Arlen’s article title was enough to suggest what had changed with the advent of portable video equipment and satellite links. The ability of politicians and citizens to insulate themselves from the effects of war was vanishing. The costs were not to be measured using static slides of casualty numbers or a few wire-service photos. Wars were about to be personalized by embedded reporters and camera crews who took their chances along with the troops. Arlen’s article title was enough for us to suddenly realize the sea change in war coverage that was underway. Even then, Lyndon Johnson began to realize that “his” war was going to lose support. Fifty-Eight thousand Americans were lost before the U.S. retreated.

These days I think of this article, admiring what a good media critic can do, but also pointing to the obvious reasons for the unprecedented international revulsion of Vladimir Putin and the Russian Army. No one can remain unmoved by the wrenching video segments of families in Ukraine struggling to survive the relentless onslaught.

True to form, dictators in closed societies are the last to know or care about changes in public opinion.

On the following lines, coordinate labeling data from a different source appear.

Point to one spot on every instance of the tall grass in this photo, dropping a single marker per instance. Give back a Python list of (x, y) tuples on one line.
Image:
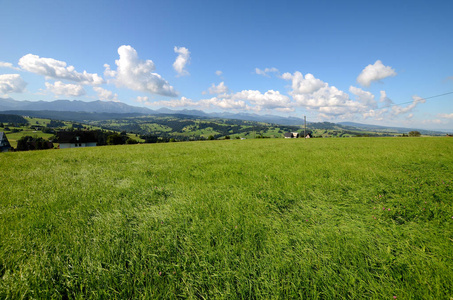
[(320, 219)]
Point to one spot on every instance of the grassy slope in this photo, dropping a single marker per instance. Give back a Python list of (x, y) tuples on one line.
[(230, 219)]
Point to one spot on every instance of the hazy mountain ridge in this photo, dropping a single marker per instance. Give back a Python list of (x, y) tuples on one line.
[(77, 110)]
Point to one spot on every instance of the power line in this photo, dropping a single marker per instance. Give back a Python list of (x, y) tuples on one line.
[(426, 98)]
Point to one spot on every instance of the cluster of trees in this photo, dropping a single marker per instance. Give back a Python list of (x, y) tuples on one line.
[(120, 139), (27, 143)]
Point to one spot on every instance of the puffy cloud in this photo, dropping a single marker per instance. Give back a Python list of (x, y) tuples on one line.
[(266, 71), (181, 61), (375, 72), (247, 99), (52, 68), (446, 116), (398, 110), (269, 100), (141, 99), (11, 83), (136, 74), (363, 96), (60, 88), (8, 65), (304, 85), (384, 99), (105, 95), (183, 102), (313, 93), (223, 103), (377, 115), (218, 89)]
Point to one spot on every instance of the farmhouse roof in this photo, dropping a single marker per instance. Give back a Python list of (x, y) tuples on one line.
[(72, 137)]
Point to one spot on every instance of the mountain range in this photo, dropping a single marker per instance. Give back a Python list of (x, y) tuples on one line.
[(97, 110)]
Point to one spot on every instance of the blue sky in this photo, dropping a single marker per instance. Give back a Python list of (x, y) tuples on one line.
[(329, 60)]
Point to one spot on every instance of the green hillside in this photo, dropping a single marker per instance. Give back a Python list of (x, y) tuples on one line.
[(263, 218)]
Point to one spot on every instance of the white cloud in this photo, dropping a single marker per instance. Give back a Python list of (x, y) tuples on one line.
[(304, 85), (11, 83), (141, 99), (446, 116), (266, 71), (105, 95), (244, 100), (218, 89), (136, 74), (386, 100), (52, 68), (313, 93), (8, 65), (363, 96), (183, 102), (60, 88), (269, 100), (398, 110), (223, 103), (181, 61), (375, 72)]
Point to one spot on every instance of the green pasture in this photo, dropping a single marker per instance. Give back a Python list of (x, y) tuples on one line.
[(356, 218)]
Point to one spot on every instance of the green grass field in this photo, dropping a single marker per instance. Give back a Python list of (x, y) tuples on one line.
[(362, 218)]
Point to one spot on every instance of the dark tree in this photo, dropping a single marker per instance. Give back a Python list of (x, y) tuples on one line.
[(414, 133), (115, 139)]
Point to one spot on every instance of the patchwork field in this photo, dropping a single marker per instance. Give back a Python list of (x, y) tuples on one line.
[(264, 218)]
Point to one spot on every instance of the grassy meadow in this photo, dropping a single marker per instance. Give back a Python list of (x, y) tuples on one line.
[(356, 218)]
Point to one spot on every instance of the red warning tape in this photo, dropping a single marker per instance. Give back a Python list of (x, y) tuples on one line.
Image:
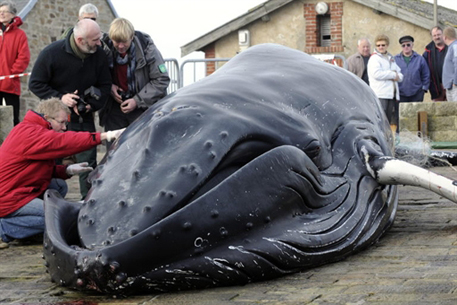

But one could conclude that near total press censorship in Russia may not be enough to insulate ordinary citizens from the horrors their government is visiting upon Ukraine. Russia is not a perfectly closed society, especially with the flow of news and information still coming into the country via the internet. As Arlen might have predicted, ordinary Russians will soon see videos that will help explain why most of the rest of the civilized world has put their society on a path to financial destruction.